The Washington Post editorial board on Monday not only said that Reinhart-Rogoff didn't matter at all to its pro-austerity views, but that it still thinks we need even "more aggressive" debt reduction than that sought by the Simpson-Bowles Grand Bargaineers.

Meanwhile, the real-world effects of austerity are still with us, causing no end of human misery. The U.S. has spent the past two years in the most dramatic belt-tightening since the end of the Vietnam war, helping keep unemployment high and economic growth sluggish. The absolute lunacy of the fiscal-cliff deal, including a payroll-tax increase and the draconian budget cuts of the sequester, will carve 1.5 percent from U.S. economic growth this year and cost hundreds of thousands of jobs. Despite this pain and the excitement over Reinhart-Rogoff in the Twitterverse, there is no sign of any anti-austerity action in the halls of Congress or the White House.
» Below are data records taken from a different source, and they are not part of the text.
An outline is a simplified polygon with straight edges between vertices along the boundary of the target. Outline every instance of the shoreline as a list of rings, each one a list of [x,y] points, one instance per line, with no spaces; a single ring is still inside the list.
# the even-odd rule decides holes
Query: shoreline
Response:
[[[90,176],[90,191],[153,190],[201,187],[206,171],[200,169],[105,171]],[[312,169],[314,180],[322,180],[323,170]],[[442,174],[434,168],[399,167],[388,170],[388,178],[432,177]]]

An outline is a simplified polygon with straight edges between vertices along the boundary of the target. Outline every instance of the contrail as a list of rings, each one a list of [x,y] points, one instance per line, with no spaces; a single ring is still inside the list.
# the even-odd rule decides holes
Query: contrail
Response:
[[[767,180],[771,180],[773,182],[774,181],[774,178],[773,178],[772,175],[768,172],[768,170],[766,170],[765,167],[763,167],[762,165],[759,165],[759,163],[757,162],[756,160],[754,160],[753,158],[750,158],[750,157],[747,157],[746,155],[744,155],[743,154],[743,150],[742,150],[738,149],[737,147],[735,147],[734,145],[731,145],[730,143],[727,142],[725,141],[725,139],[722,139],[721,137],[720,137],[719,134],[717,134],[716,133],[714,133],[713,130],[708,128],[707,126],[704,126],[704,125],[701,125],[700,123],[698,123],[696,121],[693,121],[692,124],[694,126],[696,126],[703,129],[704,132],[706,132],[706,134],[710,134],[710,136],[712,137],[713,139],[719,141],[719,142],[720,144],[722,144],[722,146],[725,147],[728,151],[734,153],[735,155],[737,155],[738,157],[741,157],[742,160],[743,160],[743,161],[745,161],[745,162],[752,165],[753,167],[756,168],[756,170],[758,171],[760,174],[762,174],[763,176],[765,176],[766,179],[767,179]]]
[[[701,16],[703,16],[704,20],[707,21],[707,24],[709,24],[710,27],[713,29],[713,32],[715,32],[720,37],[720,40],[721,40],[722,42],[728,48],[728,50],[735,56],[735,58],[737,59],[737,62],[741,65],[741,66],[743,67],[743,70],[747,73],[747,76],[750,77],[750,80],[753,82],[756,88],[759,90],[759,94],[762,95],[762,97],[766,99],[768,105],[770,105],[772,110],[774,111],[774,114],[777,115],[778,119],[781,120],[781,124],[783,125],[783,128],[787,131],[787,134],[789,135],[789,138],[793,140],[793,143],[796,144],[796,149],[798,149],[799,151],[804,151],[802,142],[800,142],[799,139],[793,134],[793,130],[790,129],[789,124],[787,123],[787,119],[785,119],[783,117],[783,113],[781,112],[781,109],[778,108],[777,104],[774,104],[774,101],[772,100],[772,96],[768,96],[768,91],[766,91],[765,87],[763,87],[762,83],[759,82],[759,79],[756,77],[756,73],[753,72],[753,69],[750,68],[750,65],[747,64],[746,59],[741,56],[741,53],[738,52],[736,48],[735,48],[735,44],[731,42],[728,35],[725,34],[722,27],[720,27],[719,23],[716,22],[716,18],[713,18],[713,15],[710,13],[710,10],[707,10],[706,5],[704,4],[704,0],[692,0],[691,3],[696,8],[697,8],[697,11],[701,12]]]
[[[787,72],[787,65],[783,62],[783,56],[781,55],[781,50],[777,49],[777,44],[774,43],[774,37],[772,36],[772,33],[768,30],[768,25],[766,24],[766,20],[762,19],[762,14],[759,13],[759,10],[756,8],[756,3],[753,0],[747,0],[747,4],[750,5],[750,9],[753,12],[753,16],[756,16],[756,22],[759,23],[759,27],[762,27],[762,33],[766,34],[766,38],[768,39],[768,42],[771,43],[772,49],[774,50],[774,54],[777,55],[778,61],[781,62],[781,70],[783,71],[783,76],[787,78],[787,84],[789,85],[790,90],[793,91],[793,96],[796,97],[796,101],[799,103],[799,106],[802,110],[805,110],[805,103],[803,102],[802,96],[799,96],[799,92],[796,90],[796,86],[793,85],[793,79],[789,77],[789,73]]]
In Europe, where austerity proved itself a miserable failure years before the Reinhart-Rogoff debunking, there has been a slow shift toward more growth and less austerity as a solution.

But the shift away from austerity has been small, and far too slow to prevent, say, the starvation of Greek children. Unfortunately, the Wall Street Journal reports that European policy makers are responding just like Erskine Bowles: "Eh, what are you gonna do?" That's because the austerity fanatics in the European Union, led by Germany, still believe their approach is the only solution.

Germany, Bowles, Simpson, the Washington Post, Peter G. Peterson and all the rest of the world's deficit scolds were scolding long before the Reinhart-Rogoff paper, and will likely keep on scolding after its death. It is going to take more than one bad week to slow them down.